Intracranial Vessel Wall Imaging at 7.0-T MRI
Background and Purpose—Conventional imaging methods cannot depict the vessel wall of intracranial arteries at sufficient resolutions. This hampers the evaluation of intracranial arterial disease. The aim of the present study was to develop a high-resolution MRI method to image intracranial vessel wall.
Methods—We developed a volumetric (3-dimensional) turbo spin-echo (TSE) sequence for intracranial vessel wall imaging at 7.0-T MRI. Inversion recovery was used to null cerebrospinal fluid to increase contrast with the vessel wall. Magnetization preparation was applied before inversion to improve signal-to-noise ratio. Seven healthy volunteers and 35 patients with ischemic stroke or transient ischemic attack underwent imaging to test the magnetization preparation inversion recovery TSE sequence. Gadolinium-based contrast agent (Gadobutrol, 0.1 mL/kg) was administered to assess possible lesion enhancement in the patients.
Results—The walls of intracranial arterial vessels could be visualized in all volunteers and patients with good contrast between wall, blood, and cerebrospinal fluid. The quality of the vessel wall depiction was independent of the vessel orientation relative to the plane of acquisition. In 21 of the 35 patients, a total number of 52 intracranial vessel wall lesions were identified. Eleven of the 52 lesions showed enhancement after contrast administration. Only 14 of the 52 lesions resulted in stenosis of the arterial lumen.
Conclusions—Intracranial vessel wall and its pathology can be depicted with the magnetization preparation inversion recovery TSE sequence at 7.0 T. The magnetization preparation inversion recovery TSE sequence will make it possible to study the role of intracranial arterial wall pathology in ischemic stroke.
Clinical Trial Registration Information—URL: http://www.trialregister.nl/trialreg/index.asp. Unique identifier: NTR2119.
For diagnosing intracranial arterial wall pathology, like atherosclerosis or Moyamoya disease, an imaging technique is needed to visualize the intracranial vessel wall. With conventional intra-arterial digital subtraction angiography or MRA methods, intracranial vessel wall pathology only becomes visible when it gives rise to luminal narrowing.
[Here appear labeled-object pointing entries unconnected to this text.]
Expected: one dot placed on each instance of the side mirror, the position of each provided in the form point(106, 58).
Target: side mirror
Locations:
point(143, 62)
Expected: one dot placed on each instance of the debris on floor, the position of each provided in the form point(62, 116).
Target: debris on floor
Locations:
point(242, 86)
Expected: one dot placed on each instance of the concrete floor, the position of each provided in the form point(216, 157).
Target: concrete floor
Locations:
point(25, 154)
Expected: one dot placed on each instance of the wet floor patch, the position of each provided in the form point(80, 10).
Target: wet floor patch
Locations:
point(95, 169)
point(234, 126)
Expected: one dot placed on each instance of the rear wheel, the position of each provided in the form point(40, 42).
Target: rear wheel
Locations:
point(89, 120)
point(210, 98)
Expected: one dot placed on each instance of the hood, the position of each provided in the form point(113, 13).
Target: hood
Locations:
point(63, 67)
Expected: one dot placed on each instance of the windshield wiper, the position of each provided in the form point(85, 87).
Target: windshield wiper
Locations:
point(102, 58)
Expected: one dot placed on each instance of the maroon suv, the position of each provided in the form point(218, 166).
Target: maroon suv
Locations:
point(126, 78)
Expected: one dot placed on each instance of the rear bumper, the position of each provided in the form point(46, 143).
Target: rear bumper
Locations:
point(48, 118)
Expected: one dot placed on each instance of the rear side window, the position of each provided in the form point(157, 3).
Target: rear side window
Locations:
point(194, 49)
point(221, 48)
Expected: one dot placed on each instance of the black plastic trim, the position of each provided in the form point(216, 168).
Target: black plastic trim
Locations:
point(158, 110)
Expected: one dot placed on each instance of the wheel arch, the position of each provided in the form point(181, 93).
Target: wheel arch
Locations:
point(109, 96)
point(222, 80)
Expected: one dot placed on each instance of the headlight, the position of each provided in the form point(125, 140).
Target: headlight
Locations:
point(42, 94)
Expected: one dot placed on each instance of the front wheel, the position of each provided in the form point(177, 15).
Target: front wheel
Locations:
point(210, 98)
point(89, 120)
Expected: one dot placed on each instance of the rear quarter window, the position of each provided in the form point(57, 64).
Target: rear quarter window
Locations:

However, it is known from extracranial atherosclerosis that because of remodeling of the arteries, lumen diameter can be maintained despite progressive wall thickening.1 Luminography-based methods therefore may underestimate the presence of intracranial arterial pathology.2–8 Another factor that complicates the detection of intracranial arterial pathology with current imaging methods is the small diameter of the intracranial arteries, which ranges from 2 to 3 mm proximally to <1 mm more distally.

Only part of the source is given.